Here, Pavlou’s estate contends—and we agree—that Pavlou had no right to receive the
October 2011 payment. Rogers’s failure to make the 2011 payment was not a breach; he
simply declined his option to purchase the stand. However, we have held that waiver applies
in the context of conditions precedent to options to lease real property. Vice v. Leigh, 670
So. 2d 6, 11 (Miss. 1995), and the Court has acknowledged that, in general, conditions
precedent may be waived. Pike v. Howell Building Supply Co., Inc., 748 So. 2d 710, 713
(¶ 7) (Miss. 1999) (quoting Mariana v. Hennington, 229 Miss. 212, 90 So. 2d 356, 362
7 (1956)). Accordingly, we turn to the issue of whether Rogers presented sufficient competent
evidence that Pavlou waived the October 2011 deadline.
¶17. Rogers asserts that Pavlou’s statement that “he was not ready to sell” constituted an
act that would suffice to prove waiver. Under the above-described standard of review for a
motion for directed verdict, we must assume that Pavlou indeed told Rogers he was not ready
to sell the business. However, even assuming Pavlou said it, the statement does not amount
to “clear and unequivocal” evidence that Pavlou intended to waive the deadline for Rogers
to exercise his option. Tower Underwriters, Inc. v. Culley, 211 Miss. 788, 53 So. 2d 94, 96.
(Miss.1951).
¶18. Rogers also contends that Pavlou’s decision to wait until July 16, 2012, to send the
letter informing Rogers that he had missed the deadline constituted conduct amounting to
waiver. However, it must be remembered that Rogers held an option to purchase the
business if he made payment to Pavlou by October 2009. The option expired pursuant to its
own terms without any action required of Pavlou. Even taking all evidence in the light most
favorable to Rogers, that Pavlou waited months to send a letter indicating that the deal was
void hardly amounts to clear and unequivocal evidence of waiver. Once Rogers purchased
the option to buy Costas Place, Pavlou’s intent to sell or not to sell the business did not
matter.
¶19. Rogers further relies on evidence showing that Pavlou agreed to accept an earlier 2009
payment after its deadline had passed. “[T]he waiving party must have ‘full knowledge of
a right existing,’ and there must be ‘an intentional surrender or relinquishment of that right.’”

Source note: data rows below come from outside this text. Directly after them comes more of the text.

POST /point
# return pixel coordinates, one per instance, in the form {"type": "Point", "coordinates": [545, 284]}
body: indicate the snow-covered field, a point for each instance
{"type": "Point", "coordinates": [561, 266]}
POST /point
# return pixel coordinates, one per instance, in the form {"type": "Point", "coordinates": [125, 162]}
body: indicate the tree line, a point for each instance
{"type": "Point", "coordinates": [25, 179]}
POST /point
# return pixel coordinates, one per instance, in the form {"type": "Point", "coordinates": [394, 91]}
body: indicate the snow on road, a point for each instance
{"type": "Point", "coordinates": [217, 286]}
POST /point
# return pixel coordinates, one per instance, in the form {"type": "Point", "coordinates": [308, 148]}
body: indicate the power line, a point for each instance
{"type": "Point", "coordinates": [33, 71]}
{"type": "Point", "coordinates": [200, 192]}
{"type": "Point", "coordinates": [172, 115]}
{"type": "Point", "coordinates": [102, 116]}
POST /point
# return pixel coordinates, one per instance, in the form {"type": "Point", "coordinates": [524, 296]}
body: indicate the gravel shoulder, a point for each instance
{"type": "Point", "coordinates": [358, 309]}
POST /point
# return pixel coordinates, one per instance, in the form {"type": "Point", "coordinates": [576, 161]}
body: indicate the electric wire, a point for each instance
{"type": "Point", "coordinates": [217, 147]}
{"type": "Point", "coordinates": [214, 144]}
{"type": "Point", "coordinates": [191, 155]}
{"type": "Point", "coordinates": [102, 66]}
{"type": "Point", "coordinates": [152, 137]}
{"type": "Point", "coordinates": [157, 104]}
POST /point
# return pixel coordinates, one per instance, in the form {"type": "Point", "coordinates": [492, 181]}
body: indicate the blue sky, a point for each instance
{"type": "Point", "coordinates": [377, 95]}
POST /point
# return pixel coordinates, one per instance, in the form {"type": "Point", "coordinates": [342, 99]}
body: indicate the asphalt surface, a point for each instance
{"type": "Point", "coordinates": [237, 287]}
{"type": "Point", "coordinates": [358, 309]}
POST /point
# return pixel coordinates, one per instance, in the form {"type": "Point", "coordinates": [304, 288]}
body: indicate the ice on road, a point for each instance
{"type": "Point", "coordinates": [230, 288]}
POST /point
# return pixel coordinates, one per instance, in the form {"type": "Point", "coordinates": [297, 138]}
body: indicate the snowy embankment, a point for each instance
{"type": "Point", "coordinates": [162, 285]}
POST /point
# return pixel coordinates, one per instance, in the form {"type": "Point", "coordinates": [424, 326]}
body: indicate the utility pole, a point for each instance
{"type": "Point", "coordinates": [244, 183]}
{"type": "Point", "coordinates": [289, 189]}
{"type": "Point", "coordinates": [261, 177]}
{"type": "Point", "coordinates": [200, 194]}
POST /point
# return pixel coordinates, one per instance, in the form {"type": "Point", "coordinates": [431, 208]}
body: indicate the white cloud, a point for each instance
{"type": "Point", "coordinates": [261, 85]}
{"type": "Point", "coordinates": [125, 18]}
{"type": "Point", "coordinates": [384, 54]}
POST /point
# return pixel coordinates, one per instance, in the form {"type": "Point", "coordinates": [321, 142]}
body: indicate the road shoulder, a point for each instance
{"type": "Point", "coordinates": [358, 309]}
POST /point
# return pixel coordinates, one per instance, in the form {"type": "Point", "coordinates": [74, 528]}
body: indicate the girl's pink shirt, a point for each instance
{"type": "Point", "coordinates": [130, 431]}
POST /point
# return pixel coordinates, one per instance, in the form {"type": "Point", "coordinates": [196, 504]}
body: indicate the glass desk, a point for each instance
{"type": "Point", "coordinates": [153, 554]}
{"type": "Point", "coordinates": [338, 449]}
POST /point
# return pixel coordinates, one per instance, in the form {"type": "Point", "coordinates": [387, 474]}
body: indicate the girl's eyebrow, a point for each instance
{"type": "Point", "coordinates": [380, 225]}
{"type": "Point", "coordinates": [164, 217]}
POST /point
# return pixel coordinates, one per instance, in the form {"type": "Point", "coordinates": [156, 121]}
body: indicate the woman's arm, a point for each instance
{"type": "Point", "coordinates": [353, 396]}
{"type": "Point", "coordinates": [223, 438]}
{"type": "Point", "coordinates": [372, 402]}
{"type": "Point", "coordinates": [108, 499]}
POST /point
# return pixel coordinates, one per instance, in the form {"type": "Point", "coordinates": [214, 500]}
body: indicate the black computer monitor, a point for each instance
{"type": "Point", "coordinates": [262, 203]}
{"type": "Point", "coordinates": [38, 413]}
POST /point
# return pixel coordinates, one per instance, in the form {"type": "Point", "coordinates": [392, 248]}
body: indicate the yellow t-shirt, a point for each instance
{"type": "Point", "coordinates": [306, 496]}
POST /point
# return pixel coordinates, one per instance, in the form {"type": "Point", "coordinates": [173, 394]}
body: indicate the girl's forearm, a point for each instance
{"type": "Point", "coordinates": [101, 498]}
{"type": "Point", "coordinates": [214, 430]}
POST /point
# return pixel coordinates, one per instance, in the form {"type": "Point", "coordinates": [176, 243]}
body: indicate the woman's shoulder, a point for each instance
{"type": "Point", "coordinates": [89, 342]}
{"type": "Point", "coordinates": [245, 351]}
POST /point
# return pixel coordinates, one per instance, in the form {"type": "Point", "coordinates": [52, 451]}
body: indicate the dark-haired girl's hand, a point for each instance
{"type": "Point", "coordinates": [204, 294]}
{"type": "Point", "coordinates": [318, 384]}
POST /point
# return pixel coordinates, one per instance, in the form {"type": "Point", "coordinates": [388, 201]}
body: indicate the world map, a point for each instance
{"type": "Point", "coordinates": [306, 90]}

8 Martin v. Williams, 172 So. 3d 782, 787 (¶ 12) (Miss. Ct. App. 2013) (quoting Taranto
Amusement Co. v. Mitchell Assocs., 820 So. 2d 726, 729 (¶ 13) (Miss. Ct. App. 2002)). The
fact that Pavlou accepted Rogers’s 2009 payment late does not indicate that Pavlou
intentionally waived the right to timely receive the final payment.

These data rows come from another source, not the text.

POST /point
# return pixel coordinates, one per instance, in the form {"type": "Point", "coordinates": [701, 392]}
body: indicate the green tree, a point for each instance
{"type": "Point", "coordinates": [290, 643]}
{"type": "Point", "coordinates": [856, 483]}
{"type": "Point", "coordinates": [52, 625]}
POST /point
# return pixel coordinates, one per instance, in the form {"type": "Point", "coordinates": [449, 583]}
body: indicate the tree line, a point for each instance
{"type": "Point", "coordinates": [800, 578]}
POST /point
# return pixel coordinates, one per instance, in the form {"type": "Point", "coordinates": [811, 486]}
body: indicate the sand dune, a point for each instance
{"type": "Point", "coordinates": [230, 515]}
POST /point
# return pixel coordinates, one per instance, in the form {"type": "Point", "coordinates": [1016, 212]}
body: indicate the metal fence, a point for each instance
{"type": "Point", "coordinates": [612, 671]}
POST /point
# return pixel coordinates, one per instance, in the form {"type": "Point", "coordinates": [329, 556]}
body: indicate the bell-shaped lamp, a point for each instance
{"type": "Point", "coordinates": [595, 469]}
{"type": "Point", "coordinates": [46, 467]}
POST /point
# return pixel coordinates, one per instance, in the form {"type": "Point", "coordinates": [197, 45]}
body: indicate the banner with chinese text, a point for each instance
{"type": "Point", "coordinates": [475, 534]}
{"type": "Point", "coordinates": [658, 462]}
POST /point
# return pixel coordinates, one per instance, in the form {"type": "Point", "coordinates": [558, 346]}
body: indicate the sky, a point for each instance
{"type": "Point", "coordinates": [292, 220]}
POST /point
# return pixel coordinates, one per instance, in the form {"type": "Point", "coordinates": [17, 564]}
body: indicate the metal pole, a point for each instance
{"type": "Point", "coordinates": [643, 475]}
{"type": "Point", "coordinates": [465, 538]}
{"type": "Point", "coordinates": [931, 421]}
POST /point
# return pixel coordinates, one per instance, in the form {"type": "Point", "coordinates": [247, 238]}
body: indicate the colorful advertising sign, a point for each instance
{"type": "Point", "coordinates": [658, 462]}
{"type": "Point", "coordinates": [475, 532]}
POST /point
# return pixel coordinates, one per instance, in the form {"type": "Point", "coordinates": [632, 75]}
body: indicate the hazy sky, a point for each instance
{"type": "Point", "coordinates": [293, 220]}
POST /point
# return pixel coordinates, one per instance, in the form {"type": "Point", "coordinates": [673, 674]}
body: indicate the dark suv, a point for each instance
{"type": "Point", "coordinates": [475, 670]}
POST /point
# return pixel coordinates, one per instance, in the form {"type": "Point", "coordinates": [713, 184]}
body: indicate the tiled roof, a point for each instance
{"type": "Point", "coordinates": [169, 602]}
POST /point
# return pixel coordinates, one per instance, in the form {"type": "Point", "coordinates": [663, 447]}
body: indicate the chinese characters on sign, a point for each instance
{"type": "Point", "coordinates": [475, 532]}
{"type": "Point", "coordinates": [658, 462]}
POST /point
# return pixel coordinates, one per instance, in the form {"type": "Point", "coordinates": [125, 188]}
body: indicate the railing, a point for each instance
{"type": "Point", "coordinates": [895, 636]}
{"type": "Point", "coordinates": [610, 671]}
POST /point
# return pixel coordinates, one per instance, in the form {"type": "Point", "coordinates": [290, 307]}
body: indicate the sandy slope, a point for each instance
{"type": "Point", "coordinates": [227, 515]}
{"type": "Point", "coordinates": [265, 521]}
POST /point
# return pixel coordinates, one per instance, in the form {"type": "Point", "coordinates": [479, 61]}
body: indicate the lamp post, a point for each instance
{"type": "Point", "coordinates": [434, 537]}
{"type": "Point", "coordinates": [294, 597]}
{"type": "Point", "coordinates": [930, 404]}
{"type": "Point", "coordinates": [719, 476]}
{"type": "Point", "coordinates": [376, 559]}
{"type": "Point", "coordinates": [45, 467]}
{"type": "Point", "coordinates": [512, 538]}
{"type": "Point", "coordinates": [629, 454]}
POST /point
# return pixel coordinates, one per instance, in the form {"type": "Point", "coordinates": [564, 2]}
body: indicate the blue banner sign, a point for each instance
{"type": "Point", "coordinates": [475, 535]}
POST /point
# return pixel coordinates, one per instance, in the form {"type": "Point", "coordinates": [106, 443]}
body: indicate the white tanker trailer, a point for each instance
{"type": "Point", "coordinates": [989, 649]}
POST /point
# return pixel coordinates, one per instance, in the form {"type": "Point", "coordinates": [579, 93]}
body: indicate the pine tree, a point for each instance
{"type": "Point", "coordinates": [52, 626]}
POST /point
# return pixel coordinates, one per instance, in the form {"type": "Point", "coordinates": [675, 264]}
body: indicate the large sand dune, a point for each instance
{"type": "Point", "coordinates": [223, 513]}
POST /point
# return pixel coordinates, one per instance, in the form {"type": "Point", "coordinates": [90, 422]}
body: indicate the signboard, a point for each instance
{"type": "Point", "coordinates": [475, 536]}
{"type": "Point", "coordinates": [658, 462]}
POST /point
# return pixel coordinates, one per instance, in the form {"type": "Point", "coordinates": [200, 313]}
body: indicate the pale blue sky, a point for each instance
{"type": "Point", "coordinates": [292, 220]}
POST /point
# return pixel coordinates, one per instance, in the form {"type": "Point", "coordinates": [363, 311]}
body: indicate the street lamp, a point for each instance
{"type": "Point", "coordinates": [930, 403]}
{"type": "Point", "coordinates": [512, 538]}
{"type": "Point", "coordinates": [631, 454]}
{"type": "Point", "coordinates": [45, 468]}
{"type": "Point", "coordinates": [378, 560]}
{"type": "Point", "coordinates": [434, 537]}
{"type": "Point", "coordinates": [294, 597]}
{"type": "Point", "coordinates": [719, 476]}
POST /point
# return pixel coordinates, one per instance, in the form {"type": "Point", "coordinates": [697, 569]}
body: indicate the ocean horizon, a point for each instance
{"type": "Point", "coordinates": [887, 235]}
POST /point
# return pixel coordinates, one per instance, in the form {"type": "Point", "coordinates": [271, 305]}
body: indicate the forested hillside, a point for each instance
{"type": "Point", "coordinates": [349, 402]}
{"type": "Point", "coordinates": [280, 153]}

¶20. Simply put, Pavlou’s acceptance of the 2009 payment beyond the deadline, Pavlou’s
statement that he “was not ready to sell,” and the July 2012 letter stating that the contract was
“now void” do not suffice as evidence of Pavlou’s clear and unequivocal intent to waive the
October 2011 deadline. Therefore, considering the evidence in the light most favorable to
Rogers, no question of fact remains for determination by a jury.
¶21. AFFIRMED.
RANDOLPH, C.J., KITCHENS AND KING, P.JJ., MAXWELL, BEAM, CHAMBERLIN, ISHEE AND GRIFFIS, JJ., CONCUR.